Лезвие впилось в кожу, и Бабкин застыл.
– Мы спокойно отплывем, а на середине реки я выброшу ее из лодки. Вы успеете вытащить ее из воды. Все закончится хорошо, Сергей, не волнуйтесь!
«Прежде чем выбросит, перережет ей горло». Бабкин бессильно наблюдал, как фотограф уводит девочку. У него оставалась слабая надежда, что Герману придется отвлечься от нее, чтобы завести мотор, и тогда умница Марта выпрыгнет из лодки.
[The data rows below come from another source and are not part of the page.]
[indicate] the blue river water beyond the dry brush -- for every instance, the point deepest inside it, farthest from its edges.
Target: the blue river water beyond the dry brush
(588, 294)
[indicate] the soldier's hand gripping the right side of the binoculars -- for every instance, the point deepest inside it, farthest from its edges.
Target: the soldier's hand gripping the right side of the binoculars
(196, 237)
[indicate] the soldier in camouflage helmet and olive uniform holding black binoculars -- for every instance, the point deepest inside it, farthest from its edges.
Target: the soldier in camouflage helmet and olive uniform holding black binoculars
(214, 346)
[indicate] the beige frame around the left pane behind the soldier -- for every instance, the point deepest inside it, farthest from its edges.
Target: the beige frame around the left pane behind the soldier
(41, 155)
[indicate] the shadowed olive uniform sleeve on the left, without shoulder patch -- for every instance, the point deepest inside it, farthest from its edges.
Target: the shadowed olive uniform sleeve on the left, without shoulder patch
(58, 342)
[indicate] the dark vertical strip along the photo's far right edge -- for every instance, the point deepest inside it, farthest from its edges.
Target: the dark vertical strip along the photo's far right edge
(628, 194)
Или не выпрыгнет, если потеряет сознание.
Герман добрался до лодки, наполовину спущенной на воду, и замешкался, соображая, как лучше забраться внутрь.
– Идите сюда, Сергей, – попросил он. – Будете моим помощником вместо Володи.
Малой шел вверх по берегу, пока ему не надоело. Река петляла, и отсюда уже нельзя было разглядеть то место, где он столкнулся с вором. Можно плыть не торопясь, вдоль желтой полосы песка, чтобы подольше было прохладно и приятно. Илья не отругает его, потому что Ильи нет.
Он постепенно успокаивался. Лошадка у него. Илья не у него. Но он наверняка вернется сегодня или завтра, потому что нужно починить лошадиную ногу.